UN: Islamic State ‘Partnering With Extremists in Africa to Push Millions More Migrants to Europe’

AP Photo/Francesco Malavolta

The director of the UN World Food Programme has warned that jihadists leaving Syria are working with Islamists in Africa to push a massive new migration wave towards Europe.

David Beasley urged leaders in Europe to “wake up” to the fact that Islamic State fighters forced out of the Middle East are now in sub-Saharan Africa and plotting with local militants from radical Islamic groups to exploit food shortages and create further instability in the region.

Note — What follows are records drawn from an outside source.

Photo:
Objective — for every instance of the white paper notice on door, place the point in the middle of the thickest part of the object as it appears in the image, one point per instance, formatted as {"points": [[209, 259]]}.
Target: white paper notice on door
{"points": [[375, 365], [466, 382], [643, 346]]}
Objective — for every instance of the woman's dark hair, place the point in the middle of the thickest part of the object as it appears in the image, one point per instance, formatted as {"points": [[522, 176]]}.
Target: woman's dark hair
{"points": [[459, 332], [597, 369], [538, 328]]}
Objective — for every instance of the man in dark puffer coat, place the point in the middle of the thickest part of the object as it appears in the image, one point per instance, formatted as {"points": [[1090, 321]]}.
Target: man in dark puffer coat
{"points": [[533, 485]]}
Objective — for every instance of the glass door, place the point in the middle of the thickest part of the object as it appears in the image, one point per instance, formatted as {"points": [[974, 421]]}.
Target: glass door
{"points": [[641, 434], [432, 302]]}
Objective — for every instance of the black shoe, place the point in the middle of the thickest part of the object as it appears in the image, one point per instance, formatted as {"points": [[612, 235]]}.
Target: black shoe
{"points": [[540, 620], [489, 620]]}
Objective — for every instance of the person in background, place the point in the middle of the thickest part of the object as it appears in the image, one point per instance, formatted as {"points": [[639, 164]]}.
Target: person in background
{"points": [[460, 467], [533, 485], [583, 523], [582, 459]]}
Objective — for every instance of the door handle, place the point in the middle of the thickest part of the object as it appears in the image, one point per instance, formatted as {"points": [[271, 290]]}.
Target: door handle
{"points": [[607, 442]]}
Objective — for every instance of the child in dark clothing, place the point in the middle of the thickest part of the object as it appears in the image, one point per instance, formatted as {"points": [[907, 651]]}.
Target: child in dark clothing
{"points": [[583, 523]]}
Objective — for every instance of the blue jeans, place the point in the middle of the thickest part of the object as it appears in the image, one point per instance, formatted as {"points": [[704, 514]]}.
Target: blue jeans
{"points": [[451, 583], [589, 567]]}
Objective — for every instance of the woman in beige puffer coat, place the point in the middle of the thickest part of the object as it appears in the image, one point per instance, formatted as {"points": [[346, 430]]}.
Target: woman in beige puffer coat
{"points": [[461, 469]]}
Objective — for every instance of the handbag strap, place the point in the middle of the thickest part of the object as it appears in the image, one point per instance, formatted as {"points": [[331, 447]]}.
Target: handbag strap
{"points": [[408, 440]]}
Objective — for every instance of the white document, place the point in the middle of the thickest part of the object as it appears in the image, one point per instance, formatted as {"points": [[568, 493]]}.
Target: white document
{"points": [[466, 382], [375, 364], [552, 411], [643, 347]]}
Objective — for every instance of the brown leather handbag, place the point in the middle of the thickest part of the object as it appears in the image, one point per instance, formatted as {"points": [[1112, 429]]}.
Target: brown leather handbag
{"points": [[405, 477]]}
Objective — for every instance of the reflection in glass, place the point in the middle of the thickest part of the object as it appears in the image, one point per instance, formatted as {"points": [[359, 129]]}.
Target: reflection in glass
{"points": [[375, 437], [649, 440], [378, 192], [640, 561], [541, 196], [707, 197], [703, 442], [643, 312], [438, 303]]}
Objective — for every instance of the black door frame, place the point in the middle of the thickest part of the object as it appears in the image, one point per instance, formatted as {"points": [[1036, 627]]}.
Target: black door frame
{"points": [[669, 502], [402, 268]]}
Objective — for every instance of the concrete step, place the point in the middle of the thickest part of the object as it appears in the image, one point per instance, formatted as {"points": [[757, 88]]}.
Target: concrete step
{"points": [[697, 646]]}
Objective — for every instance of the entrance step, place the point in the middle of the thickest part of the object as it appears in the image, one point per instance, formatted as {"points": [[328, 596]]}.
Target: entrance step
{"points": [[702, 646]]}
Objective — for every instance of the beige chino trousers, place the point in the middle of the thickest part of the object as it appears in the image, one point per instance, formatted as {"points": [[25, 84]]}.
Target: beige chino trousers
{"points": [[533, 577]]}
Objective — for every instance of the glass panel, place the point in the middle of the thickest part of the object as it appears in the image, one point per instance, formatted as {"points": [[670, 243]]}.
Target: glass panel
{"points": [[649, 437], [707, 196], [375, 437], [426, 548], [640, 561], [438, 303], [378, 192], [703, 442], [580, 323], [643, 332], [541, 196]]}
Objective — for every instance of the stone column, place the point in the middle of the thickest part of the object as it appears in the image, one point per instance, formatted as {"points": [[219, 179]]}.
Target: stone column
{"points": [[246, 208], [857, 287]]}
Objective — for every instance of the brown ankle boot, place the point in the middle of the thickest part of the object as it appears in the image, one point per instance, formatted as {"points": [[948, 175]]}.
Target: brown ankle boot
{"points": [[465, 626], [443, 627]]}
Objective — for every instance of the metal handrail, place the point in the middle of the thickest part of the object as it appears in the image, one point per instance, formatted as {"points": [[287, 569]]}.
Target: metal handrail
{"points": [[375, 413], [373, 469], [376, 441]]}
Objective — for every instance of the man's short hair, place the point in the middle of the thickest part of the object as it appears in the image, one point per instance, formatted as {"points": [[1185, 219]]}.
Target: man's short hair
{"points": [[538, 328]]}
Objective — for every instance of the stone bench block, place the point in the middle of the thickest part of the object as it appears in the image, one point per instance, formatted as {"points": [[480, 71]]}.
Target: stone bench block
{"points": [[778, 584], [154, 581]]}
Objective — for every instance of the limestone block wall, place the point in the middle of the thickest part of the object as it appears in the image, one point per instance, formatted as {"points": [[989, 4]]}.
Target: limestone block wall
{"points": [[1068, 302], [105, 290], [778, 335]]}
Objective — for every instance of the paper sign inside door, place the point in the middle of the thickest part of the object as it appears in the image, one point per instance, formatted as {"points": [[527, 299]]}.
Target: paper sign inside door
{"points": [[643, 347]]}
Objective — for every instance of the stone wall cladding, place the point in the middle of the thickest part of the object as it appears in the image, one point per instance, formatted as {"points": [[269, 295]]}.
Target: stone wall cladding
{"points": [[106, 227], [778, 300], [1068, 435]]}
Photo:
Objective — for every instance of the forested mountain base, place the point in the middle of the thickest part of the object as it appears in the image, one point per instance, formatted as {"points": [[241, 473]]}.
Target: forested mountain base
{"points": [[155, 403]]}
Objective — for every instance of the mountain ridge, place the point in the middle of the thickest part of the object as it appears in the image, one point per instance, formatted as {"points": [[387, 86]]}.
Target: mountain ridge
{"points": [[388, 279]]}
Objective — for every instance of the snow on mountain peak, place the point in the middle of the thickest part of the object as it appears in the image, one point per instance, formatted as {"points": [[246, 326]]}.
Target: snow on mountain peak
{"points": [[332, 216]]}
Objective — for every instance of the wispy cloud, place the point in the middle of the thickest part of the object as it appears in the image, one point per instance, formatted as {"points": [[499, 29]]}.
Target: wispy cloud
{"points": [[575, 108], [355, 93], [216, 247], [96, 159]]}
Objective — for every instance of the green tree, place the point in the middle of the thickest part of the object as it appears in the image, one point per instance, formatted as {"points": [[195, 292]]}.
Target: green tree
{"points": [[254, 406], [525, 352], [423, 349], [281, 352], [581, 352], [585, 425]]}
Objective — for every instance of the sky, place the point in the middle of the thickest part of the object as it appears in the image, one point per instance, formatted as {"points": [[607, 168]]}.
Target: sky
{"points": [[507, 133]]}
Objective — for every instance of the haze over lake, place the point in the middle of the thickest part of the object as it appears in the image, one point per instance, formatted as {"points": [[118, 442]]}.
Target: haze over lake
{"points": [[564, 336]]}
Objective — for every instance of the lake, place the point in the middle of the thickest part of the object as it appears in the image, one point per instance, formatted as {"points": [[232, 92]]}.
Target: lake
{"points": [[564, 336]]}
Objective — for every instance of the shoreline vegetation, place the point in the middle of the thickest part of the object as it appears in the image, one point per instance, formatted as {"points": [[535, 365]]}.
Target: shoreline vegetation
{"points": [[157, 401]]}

“What we are picking up is that they are partnering with the extremist groups like Boko Haram and al-Qaida to divvy up territory and resources and to continue to infiltrate and destabilise in the hope of creating migration into Europe where they can infiltrate and cause chaos,” he told The Guardian.

“My comment to the Europeans is that if you think you had a problem resulting from a nation of 20 million people like Syria because of destabilisation and conflict resulting in migration, wait until the greater Sahel region of 500 million people is further destabilised.”

Speaking to the newspaper at a two-day Syria summit in Brussels, Beasley — who supported Donald Trump’s U.S. presidential campaign — said the White House wants to see other countries do more to help the World Food Programme plug holes in its budget, stressing the importance of addressing food shortages in conflict regions.

“I have talked to people, not just in Syria – women who will say: ‘My husband did not want to join Isis but we had no food, we had no choice.’ They have a strategy,” he said.

A letter from INTERPOL sent to European counter-terrorism units in November emerged earlier this year, which listed dozens of suspected Islamic State jihadis who had entered Italy and who the agency believed could have been seeking to travel to other EU nations to launch terror attacks.

Former chief of the international police agency, Robert Noble, has criticised the Schengen rules allowing free movement within the bloc as “effectively an international passport-free zone for terrorists to execute attacks on the Continent and make their escape”.

With thousands of newcomers from the third world still arriving in Europe in boats each month, the leaders of Eastern and Central EU nations insist that shutting the migrant flow is the only way to solve the crisis.

But rights groups and international organisations say that moves to prevent illegal immigration are unacceptable.

Earlier this week the Council of Europe decried migration controls in Bulgaria, slamming the nation’s border wall for its role in “effectively … preventing [illegal immigrants] from reaching the Bulgarian territory” in a report which lamented that the fence “raise[s] questions about the very essence of the right to seek asylum”.